Companion: A twisting, fun thriller
Review Overview
Concept
8Style
8Fun
8David Farnor | On 08, Nov 2025
Director: Drew Hancock
Cast: Sophie Thatcher, Jack Quaid, Lukas Gage, Megan Suri, Harvey Guillén, Rupert Friend
Certificate: 15
From Ex Machina to The Creature, cinema isn’t exactly short of stories that explore sentience and identity in an age of technology and artificial intelligence. Where things get interesting, though, is in the ethical question of power – where autonomy, authority and control collide. Companion isn’t the smartest or most original entry in that canon, but it is the funniest.
The thriller follows a group of twentysomethings who spend the weekend at a remote house in the woods.
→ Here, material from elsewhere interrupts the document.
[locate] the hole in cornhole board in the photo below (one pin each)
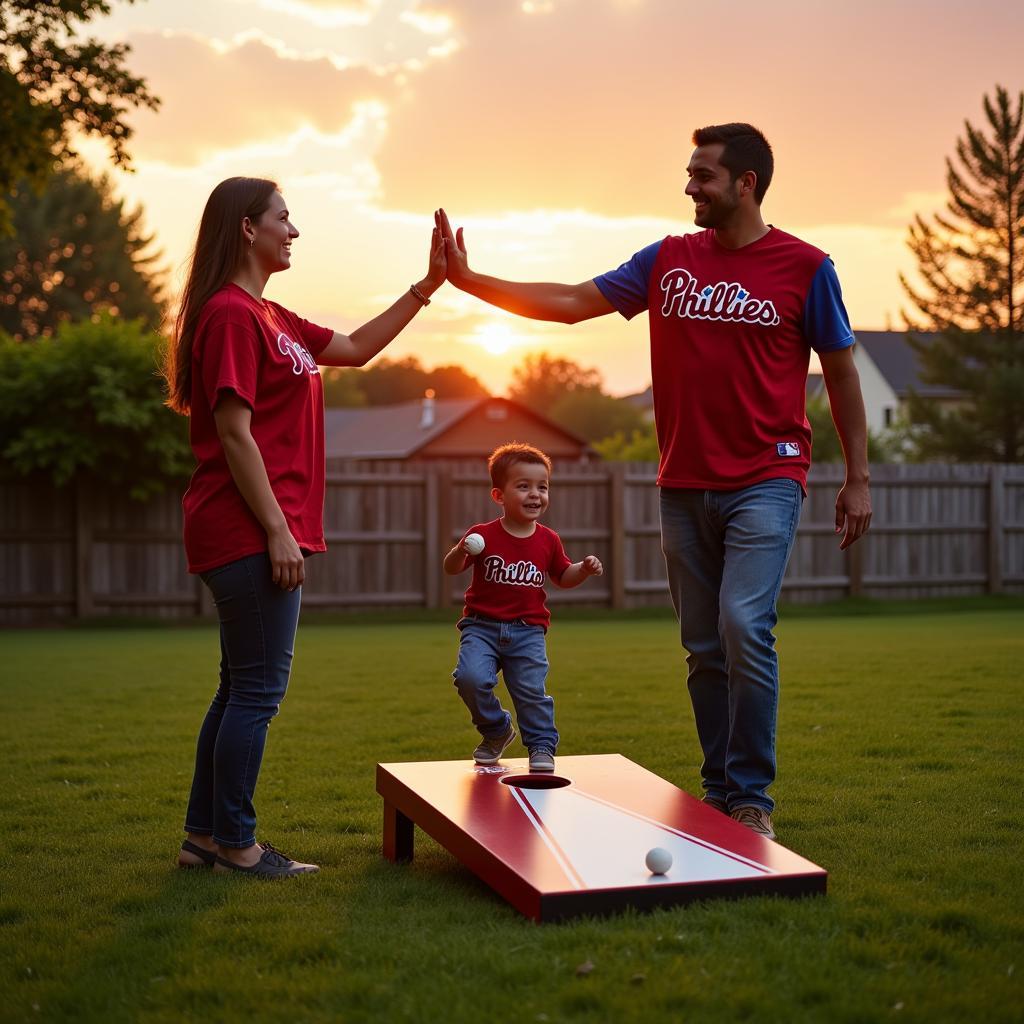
(536, 781)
There’s Josh (an excellently immature Jack Quaid) and his girlfriend, Iris (the charismatic Sophie Thatcher), who met years ago in a supermarket meet-cute, Eli (an earnestly devoted Harvey Guillén) and his boyfriend Patrick (an endearingly naive Lukas Gage), whose good looks are right out of a catalogue, and Kat (Megan Suri), who is dating the home’s owner, Sergey (an enjoyably loathsome Rupert Friend), but is more interested in his financial assets than his personality.
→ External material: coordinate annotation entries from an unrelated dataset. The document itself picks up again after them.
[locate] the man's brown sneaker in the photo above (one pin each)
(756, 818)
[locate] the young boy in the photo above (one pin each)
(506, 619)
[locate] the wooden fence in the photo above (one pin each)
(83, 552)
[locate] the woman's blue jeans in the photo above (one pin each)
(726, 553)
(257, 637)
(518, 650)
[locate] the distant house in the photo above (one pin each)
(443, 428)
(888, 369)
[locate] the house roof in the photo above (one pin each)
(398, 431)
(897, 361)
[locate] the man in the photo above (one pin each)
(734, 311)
The group dynamics start off slightly prickly, as everyone’s relationships are far from the picture-perfect surface suggests – and then they take a turn for the dark, when we’re introduced to the concept of Empathix companions, robots rented out and programmed to be the perfect romantic partner. With everything from eye colour to intelligence and aggressiveness controlled by a tablet, they’re a horribly plausible endpoint for humans, who love nothing more than to exploit and push down others for their own superiority.
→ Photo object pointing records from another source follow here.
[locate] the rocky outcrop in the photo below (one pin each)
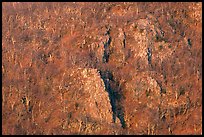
(102, 68)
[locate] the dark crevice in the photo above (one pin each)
(149, 56)
(124, 40)
(115, 96)
(106, 53)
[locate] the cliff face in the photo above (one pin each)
(102, 68)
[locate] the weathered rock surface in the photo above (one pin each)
(102, 68)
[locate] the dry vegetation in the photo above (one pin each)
(71, 68)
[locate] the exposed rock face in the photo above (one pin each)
(102, 68)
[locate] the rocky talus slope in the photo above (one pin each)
(101, 68)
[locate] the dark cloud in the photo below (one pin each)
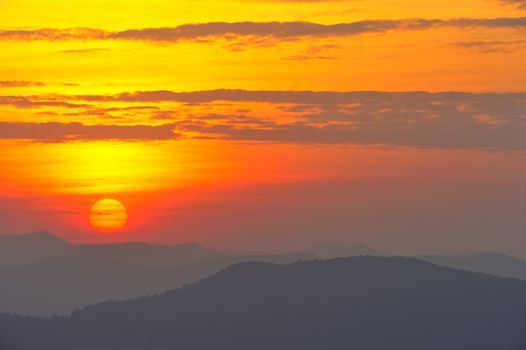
(418, 119)
(89, 50)
(451, 120)
(60, 132)
(276, 30)
(492, 46)
(20, 83)
(31, 102)
(518, 3)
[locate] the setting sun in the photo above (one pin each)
(108, 215)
Drew Hancock’s script twists repeatedly around that concept, taking us on an increasingly unhinged ride from petulant incels to unsettling yet deserved empowerment. It doesn’t dwell on the ethics beyond the obvious abhorrence of the idea – don’t expect the depth of Black Mirror – but instead focuses on having fun. Hancock, making his directorial debut, is a confident helmer, balancing slick visuals with disarmingly bright colours to create a garish, larger-than-life reality – then punctures it with a visceral stab of chaos.